Output guardrails evaluate generated responses before they are returned to the user. Use output guardrails to prevent unsafe responses, redact sensitive information, apply moderation checks, and inspect streaming output during generation. Use kind: output to evaluate generated responses before they are returned to the user.
GUARDRAILS:
  pii_output_prevention:
    kind: output
    action: block
Output guardrails support:
  • PII detection and redaction
  • Toxicity scoring
  • Streaming response evaluation
  • Bidirectional guardrails
  • Automatic response cleanup and fix strategies
Use kind: both to apply the same rule to both input and output.
GUARDRAILS:
  phone_number_check:
    kind: both
    action: warn
Streaming output guardrails can evaluate responses while content is still being generated.
GUARDRAILS:
  streaming_safety:
    kind: output
    streaming: true
For advanced syntax and additional examples, see the Guardrails section in the ABL Reference Guide.

Best Practices

  • Use project guardrails for centralized governance.

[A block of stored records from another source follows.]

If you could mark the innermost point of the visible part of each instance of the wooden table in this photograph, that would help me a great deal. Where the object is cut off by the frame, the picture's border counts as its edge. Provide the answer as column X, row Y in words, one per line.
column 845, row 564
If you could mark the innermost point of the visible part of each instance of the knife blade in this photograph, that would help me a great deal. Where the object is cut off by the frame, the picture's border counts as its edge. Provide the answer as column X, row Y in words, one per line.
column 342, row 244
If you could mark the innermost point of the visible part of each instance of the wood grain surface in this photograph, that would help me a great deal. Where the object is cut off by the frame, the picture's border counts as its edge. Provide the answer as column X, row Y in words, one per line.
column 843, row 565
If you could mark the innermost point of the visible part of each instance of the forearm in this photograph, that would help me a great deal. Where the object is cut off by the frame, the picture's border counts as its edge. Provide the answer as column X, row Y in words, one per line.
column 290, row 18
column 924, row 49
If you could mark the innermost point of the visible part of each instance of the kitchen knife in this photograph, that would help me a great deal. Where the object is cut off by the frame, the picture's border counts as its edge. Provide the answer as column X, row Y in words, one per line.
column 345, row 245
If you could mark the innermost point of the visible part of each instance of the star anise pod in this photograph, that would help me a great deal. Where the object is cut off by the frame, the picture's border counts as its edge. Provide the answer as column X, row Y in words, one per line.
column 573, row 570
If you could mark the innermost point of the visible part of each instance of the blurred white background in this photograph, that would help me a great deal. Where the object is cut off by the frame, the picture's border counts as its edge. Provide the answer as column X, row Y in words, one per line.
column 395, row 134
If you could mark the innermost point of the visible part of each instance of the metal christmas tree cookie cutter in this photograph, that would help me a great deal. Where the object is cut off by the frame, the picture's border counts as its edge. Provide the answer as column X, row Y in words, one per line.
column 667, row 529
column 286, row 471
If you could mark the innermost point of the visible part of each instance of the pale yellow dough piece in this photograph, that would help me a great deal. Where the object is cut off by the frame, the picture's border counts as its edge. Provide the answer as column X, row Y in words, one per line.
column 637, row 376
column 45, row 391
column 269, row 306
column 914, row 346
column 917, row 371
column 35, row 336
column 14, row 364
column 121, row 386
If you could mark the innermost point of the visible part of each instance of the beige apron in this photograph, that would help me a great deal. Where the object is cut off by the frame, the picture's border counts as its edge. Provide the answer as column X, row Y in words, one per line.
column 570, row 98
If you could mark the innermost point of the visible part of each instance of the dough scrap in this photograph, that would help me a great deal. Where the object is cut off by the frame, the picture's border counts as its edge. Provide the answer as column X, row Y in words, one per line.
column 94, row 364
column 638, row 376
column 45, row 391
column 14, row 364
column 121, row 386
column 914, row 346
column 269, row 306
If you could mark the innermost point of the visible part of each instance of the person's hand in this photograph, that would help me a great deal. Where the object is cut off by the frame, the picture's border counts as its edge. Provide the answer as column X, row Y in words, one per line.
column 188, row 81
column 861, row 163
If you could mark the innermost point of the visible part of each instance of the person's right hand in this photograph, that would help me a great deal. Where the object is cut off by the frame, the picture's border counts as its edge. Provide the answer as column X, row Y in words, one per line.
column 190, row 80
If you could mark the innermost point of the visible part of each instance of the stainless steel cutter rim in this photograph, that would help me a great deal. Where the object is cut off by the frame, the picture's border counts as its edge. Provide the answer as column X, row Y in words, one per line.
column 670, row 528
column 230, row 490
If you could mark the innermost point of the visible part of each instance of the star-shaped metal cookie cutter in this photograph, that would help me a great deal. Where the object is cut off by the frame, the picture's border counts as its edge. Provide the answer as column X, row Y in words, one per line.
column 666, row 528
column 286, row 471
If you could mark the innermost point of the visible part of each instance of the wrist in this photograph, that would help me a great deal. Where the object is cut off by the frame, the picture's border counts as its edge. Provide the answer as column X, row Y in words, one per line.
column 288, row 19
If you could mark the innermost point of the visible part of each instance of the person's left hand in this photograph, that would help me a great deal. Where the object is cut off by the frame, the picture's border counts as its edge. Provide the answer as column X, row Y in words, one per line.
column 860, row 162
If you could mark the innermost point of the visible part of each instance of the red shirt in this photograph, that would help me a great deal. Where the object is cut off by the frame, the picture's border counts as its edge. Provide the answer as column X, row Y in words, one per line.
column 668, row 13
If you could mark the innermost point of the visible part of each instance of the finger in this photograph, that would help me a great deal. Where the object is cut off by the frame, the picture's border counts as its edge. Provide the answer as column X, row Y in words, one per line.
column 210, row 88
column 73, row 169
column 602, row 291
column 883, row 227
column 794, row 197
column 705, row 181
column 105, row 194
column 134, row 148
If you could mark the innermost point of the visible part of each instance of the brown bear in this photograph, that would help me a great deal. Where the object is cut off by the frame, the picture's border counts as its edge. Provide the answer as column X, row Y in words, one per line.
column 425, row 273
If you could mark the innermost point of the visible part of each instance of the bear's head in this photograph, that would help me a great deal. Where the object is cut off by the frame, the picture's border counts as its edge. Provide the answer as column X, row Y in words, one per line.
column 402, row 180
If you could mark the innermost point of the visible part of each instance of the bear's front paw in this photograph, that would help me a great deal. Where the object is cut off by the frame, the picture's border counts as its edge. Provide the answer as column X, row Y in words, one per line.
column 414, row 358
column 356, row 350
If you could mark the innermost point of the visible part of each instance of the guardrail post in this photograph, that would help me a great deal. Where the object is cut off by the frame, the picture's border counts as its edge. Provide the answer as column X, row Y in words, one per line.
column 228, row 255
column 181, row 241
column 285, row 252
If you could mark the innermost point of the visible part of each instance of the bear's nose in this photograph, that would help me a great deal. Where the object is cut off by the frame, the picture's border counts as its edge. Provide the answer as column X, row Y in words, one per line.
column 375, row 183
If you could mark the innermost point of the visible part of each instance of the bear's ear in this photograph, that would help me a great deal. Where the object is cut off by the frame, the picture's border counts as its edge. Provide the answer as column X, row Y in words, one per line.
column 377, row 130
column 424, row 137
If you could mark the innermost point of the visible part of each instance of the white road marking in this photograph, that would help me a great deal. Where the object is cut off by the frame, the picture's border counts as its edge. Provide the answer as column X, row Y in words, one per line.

  • Use agent guardrails for localized runtime behavior.
  • Start with warn before enabling block.
  • Test regex patterns carefully to reduce false positives.
  • Enable streaming guardrails for high-risk applications.
  • Use fail-closed behavior for compliance-sensitive workloads.
  • Separate business constraints from safety guardrails.
  • Use providers with caching and budget controls for large-scale deployments.